Spector's breaking-in story


I'm a sucker for author breaking-in stories and recently I heard a fun one on the [Filmmaking Stuff]1 podcast. The story came from Craig Spector who, along with his writing partner John Skipp, spearheaded the short-lived 1980's splatterpunk literary movement. This movement included luminaries Clive Barker, Richard Christian Matheson, and Joe R. Lansdale.

Before they found success with their first novel The Light at the End (1986), both Skipp & Spector were struggling twenty-somethings in New York. Neither had dreams of being a full-time writer. Their focus was mainly on art and playing punk rock. Between gigs with his band, Spector worked as a courier, delivering messages around the city on roller-skates.

The inspiration for The Light at the End came from a late-night subway ride he took with his girlfriend. While they were hurtling through the pitch black tunnels it occurred to Spector that the subway would be the perfect hunting ground for a vampire. After all, the subway was full of spooky-looking characters – the living dead would fit right in. He took the germ of this idea to Skipp and the two of them hashed out a story outline over a couple of sleepless nights. Then came the actual writing. Spector hadn't written much before but discovered he had surprising faculty for it, exchanging chapters back and forth with Skipp.

Once they'd finished their manuscript neither knew what to do with it. How were they supposed to get published without a publisher or agent? With no worthwhile contacts, they scoured literary magazines for names and addresses they could reach out to. Predictably this approach yielded little success. Then, as now, the gates to the publishing world were firmly closed to outsiders – especially two punk-ish dudes with no writing credits and a love for gory horror.

Skipp & Spector hit upon a plan. Targeting a publisher who'd recently purchased a similarly themed horror novel, the two of them wrote a trailer for their book. This trailer was basically a 2-page treatment designed to hook the reader with short punchy descriptive imagery. They figured they'd stand a better chance of being read this way than if they dropped off their doorstop of a manuscript.

Now came the next stage of the duo's plan.

With their treatment hidden in a plain white envelope, Spector donned his skates and messenger ID and entered the publisher's building as a courier. Nobody questioned why he was there.
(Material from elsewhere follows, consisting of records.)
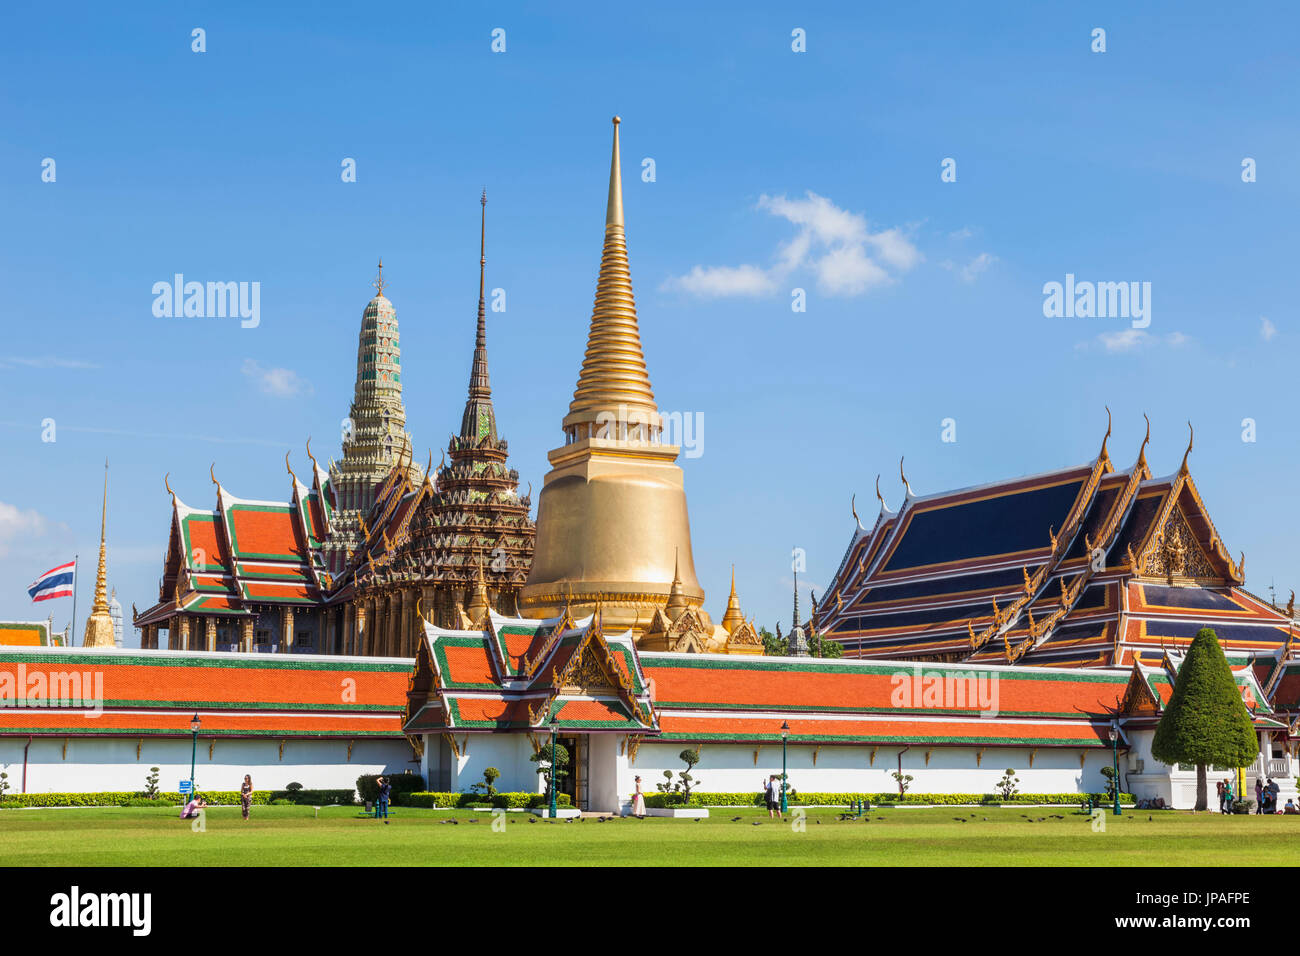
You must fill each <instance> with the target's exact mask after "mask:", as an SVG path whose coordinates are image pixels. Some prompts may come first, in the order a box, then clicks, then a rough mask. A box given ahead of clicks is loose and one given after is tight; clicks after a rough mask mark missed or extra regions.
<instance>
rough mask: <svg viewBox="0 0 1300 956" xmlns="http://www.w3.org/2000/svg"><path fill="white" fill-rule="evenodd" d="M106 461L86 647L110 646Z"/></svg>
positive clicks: (99, 646)
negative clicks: (107, 543)
mask: <svg viewBox="0 0 1300 956" xmlns="http://www.w3.org/2000/svg"><path fill="white" fill-rule="evenodd" d="M107 531H108V462H104V505H103V510H101V511H100V518H99V571H98V572H96V574H95V604H94V605H92V606H91V611H90V617H88V618H87V619H86V636H85V639H83V640H82V645H83V646H87V648H112V646H114V644H116V643H114V640H113V617H112V614H109V610H108V581H107V576H108V548H107Z"/></svg>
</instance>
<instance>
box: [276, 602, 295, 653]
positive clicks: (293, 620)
mask: <svg viewBox="0 0 1300 956" xmlns="http://www.w3.org/2000/svg"><path fill="white" fill-rule="evenodd" d="M279 653H281V654H291V653H294V609H292V607H285V610H283V611H281V615H279Z"/></svg>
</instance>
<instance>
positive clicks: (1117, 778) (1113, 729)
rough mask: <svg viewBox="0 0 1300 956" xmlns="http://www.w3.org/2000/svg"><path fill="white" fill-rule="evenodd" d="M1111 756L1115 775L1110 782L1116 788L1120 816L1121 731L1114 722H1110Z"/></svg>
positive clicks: (1115, 806)
mask: <svg viewBox="0 0 1300 956" xmlns="http://www.w3.org/2000/svg"><path fill="white" fill-rule="evenodd" d="M1110 758H1112V761H1113V762H1112V767H1113V769H1114V773H1115V777H1114V782H1113V783H1112V784H1110V786H1112V787H1114V788H1115V809H1114V814H1115V816H1117V817H1118V816H1119V731H1118V730H1117V727H1115V726H1114V724H1110Z"/></svg>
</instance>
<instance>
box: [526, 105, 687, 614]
mask: <svg viewBox="0 0 1300 956" xmlns="http://www.w3.org/2000/svg"><path fill="white" fill-rule="evenodd" d="M563 429H564V445H563V446H562V447H558V449H555V450H554V451H551V453H549V455H547V458H549V459H550V463H551V471H550V473H547V476H546V481H545V484H543V486H542V492H541V499H539V502H538V510H537V548H536V550H534V553H533V566H532V570H530V571H529V575H528V581H526V584H525V585H524V588H523V591H521V592H520V600H519V606H520V609H521V611H523V614H525V615H526V617H530V618H547V617H555V615H559V614H560V613H562V611H563V609H564V607H565V606H572V607H573V609H575V610H573V613H575V614H577V613H578V611H577V609H578V607H580V606H582V605H586V606H591V607H594V606H595V605H597V604H599V605H601V611H602V615H603V617H602V620H603V624H604V627H607V628H624V627H634V626H638V624H640V622H645V620H647V619H649V618H650V617H651V615H653V614H654V611H655V610H659V609H662V607H664V605H666V602H667V600H668V596H669V593H671V592H675V593H673V598H675V601H680V602H681V604H682V606H684V607H690V609H694V610H697V611H698V613H699V614H701V615H702V618H703V623H705V624H706V626H707V627H710V628H711V627H712V626H711V623H708V619H707V615H706V614H705V613H703V610H702V609H701V607H699V606H701V605H702V604H703V600H705V592H703V589H702V588H701V587H699V581H698V580H697V579H695V563H694V559H693V557H692V551H690V519H689V518H688V514H686V492H685V488H684V483H682V473H681V468H680V467H679V466H677V453H679V451H680V449H679V447H677V446H676V445H666V444H663V441H662V436H663V420H662V418H660V415H659V407H658V406H656V405H655V399H654V390H653V389H651V388H650V375H649V372H647V371H646V363H645V356H643V354H642V351H641V334H640V330H638V328H637V308H636V300H634V299H633V294H632V277H630V273H629V269H628V252H627V238H625V233H624V222H623V178H621V172H620V163H619V117H614V151H612V157H611V160H610V196H608V203H607V206H606V215H604V248H603V252H602V255H601V274H599V278H598V281H597V287H595V306H594V308H593V311H591V325H590V330H589V333H588V339H586V355H585V356H584V359H582V369H581V372H580V373H578V380H577V388H576V389H575V390H573V401H572V403H571V405H569V411H568V415H565V416H564V420H563ZM584 613H585V611H584Z"/></svg>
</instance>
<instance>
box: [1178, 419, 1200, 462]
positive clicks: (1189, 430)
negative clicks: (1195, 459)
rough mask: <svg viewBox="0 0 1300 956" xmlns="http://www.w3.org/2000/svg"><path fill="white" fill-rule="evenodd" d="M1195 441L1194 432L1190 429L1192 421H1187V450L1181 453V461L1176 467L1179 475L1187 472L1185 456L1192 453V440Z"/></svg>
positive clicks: (1192, 429) (1193, 441) (1186, 459)
mask: <svg viewBox="0 0 1300 956" xmlns="http://www.w3.org/2000/svg"><path fill="white" fill-rule="evenodd" d="M1195 441H1196V432H1195V431H1193V429H1192V423H1191V421H1188V423H1187V451H1184V453H1183V463H1182V464H1180V466H1179V467H1178V471H1179V473H1180V475H1186V473H1187V457H1188V455H1190V454H1192V442H1195Z"/></svg>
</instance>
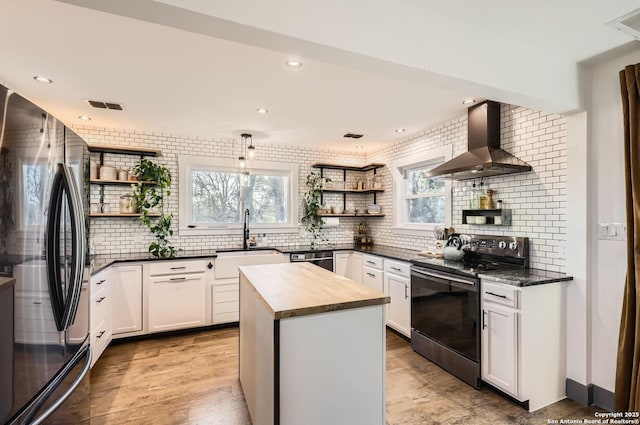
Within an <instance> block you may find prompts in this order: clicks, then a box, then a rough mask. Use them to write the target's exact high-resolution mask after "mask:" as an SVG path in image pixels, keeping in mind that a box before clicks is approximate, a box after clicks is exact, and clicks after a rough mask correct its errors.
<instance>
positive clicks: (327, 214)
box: [319, 213, 384, 217]
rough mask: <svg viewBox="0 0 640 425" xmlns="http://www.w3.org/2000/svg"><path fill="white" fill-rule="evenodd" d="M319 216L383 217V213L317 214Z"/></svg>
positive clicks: (343, 216) (383, 216) (334, 216)
mask: <svg viewBox="0 0 640 425" xmlns="http://www.w3.org/2000/svg"><path fill="white" fill-rule="evenodd" d="M319 215H320V217H384V214H383V213H376V214H374V213H371V214H369V213H357V214H355V213H353V214H319Z"/></svg>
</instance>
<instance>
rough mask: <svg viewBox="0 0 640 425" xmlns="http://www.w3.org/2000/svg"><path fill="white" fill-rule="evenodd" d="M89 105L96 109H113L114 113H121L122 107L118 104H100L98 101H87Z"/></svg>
mask: <svg viewBox="0 0 640 425" xmlns="http://www.w3.org/2000/svg"><path fill="white" fill-rule="evenodd" d="M87 102H89V105H91V106H93V107H94V108H98V109H113V110H115V111H122V105H121V104H119V103H110V102H102V101H100V100H87Z"/></svg>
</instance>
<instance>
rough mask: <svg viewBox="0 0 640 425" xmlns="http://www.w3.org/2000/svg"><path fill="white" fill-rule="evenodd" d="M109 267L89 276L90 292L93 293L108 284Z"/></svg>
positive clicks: (108, 276)
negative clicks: (107, 269) (89, 282)
mask: <svg viewBox="0 0 640 425" xmlns="http://www.w3.org/2000/svg"><path fill="white" fill-rule="evenodd" d="M110 271H111V270H110V269H109V270H103V271H101V272H99V273H96V274H95V275H93V276H91V292H90V293H91V294H92V295H93V294H95V293H96V292H98V291H99V290H100V289H102V288H106V287H107V286H109V278H110Z"/></svg>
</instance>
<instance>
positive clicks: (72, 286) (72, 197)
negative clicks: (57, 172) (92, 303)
mask: <svg viewBox="0 0 640 425" xmlns="http://www.w3.org/2000/svg"><path fill="white" fill-rule="evenodd" d="M63 169H64V180H65V189H66V191H67V196H68V199H69V204H70V205H69V209H70V212H71V237H72V241H73V242H72V247H71V264H72V269H71V285H70V288H69V292H68V295H67V300H66V301H67V302H66V305H65V309H64V315H63V326H64V329H67V328H68V327H69V326H71V325H72V324H73V321H74V320H75V317H76V312H77V311H78V304H79V302H80V292H81V290H82V275H83V272H84V264H85V259H86V239H85V236H86V231H85V229H86V227H85V222H84V208H83V207H82V196H81V194H80V190H79V189H78V185H77V184H76V179H75V178H74V176H73V169H72V168H71V167H69V166H64V167H63Z"/></svg>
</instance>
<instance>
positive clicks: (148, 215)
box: [89, 213, 160, 217]
mask: <svg viewBox="0 0 640 425" xmlns="http://www.w3.org/2000/svg"><path fill="white" fill-rule="evenodd" d="M147 215H148V216H149V217H160V214H159V213H155V214H147ZM140 216H141V214H140V213H134V214H123V213H90V214H89V217H140Z"/></svg>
Couriers came and went all the time. When the publisher's secretary expressed confusion about receiving the envelope with no sender details, Spector feigned obliviousness. He was just the messenger. And as he had all the relevant paperwork and courier ID she had no choice but to accept it.

Later, when the publisher was on his way out to lunch he checked in with his secretary to see if there was any mail. She handed him Skipp and Spector's treatment. As it was a slim envelope, the publisher had no qualms about taking it with him.

He started reading the treatment on the elevator ride down and was so taken by the writing that he nearly walked into traffic upon exiting the building. Shortly after, he offered Skipp & Spector a 5 book publishing deal worth more money than either of them had seen during their entire lives.

Over the course of their joint career, Skipp and Spector wrote 9 novels, edited 2 anthologies and sold more than 3 million books. Not because of luck, not because of raw talent. They had self-belief and a healthy dose of chutzpah. Their story is worth keeping in mind for all aspiring creatives who feel like their chosen industry is impossible to break into. When confronted with a locked door, don't wait for someone to hand you a key. Grab a sledgehammer and make your entrance.